Gr8 Neighbor: Slidell Ladies for Liberty

Gr8 Neighbor: Slidell Ladies for Liberty

SLIDELL, La. (WVUE) - At a Slidell church, a small army of volunteers carries out a patriotic mission.

The Slidell Ladies for Liberty include dozens of women, with a few guys sprinkled into the mix, whose support for U.S. soldiers deployed overseas is unwavering. Among the volunteers is Donna Maeder, who gathers with the group every month on what they call “packing day,” to make sure local service members know their sacrifices do not go unnoticed.

“It’s important because they’re giving up their family life so that we don’t have to,” Maeder said.

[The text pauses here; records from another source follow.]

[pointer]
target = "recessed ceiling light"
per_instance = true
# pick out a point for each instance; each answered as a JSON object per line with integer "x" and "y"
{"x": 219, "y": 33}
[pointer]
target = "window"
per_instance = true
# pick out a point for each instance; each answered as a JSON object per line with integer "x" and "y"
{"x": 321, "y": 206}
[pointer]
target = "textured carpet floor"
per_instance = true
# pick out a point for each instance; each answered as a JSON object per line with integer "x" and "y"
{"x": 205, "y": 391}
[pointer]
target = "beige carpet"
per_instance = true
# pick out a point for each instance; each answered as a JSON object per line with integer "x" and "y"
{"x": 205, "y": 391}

Once a month on packing day, they work diligently to put together three boxes for every soldier on their list. One box is full of toiletries, and two boxes are filled with snacks -- like nuts, potato chips, tuna fish, homemade cookies and peanut butter.

On this day, the care packages were being made for 24 soldiers stationed in the Middle East. Inside the packages are letters from the organization to let them know who the packages are from. Some months there are as many as 80 service members on their list.

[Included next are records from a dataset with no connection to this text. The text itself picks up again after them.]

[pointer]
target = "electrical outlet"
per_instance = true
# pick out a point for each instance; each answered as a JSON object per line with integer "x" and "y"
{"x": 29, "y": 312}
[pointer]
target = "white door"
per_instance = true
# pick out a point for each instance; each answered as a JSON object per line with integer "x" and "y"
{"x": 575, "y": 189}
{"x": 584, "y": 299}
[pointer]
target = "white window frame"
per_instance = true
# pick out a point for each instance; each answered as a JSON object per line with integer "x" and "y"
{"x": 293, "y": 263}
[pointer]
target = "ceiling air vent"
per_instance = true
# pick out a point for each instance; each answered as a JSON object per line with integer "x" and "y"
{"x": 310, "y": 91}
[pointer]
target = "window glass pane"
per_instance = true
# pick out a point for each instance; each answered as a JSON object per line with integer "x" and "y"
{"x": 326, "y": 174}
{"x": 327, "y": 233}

“We have sent in the neighborhood of 25,000 boxes since 2007,” Maeder said.

Maeder has been a part of the organization for the past six years and is now in charge of the edibles. Everything the group sends to soldiers is donated by the community, but their largest single expense is shipping costs.

“Those donations are important as well because we don’t get postage for free,” Maeder said.

While this packing operation is impressive, there’s a lot more to it. The Slidell Ladies for Liberty does fundraisers throughout the year, according to another volunteer, Marion McCoy.

“A lot of phone calls, a lot of paperwork, gathering donations, it’s pretty involved,” McCoy said.

For McCoy, like so many others here, the mission is personal.

“My dad was a POW in Japan for 3 and a half years, so I grew up in a military family. My husband was military, my sons too. So I just thought it was a great cause,” she said.

And, Maeder said the reward just keeps getting bigger.

“We like to ship a lot of things, but we know when it gets where it’s going, it’s being shared with everyone else,” Maeder said. “We know this because we get thank you notes from people we didn’t even mail things to.”

They document those moments through social media.

“Finally, this last year, they’ve been sending us pictures on Facebook when they open their boxes,” McCoy said. “And that was best of all, because we never knew what it was like when they opened their boxes.”

For soldiers like David Bailee, who recently returned home from active duty, a simple package means so much more. He stopped by on packing day to say thank you to the Ladies for Liberty for sending love from their community to soldiers around the world.

“We don’t want them to be forgotten,” Maeder said. “They are over there in a dangerous place. The least we can do is send them some Slidell love.”

Soldiers can enroll themselves, or family members can enroll them to receive care packages. The only requirement is that the service members have some sort of connection to Slidell.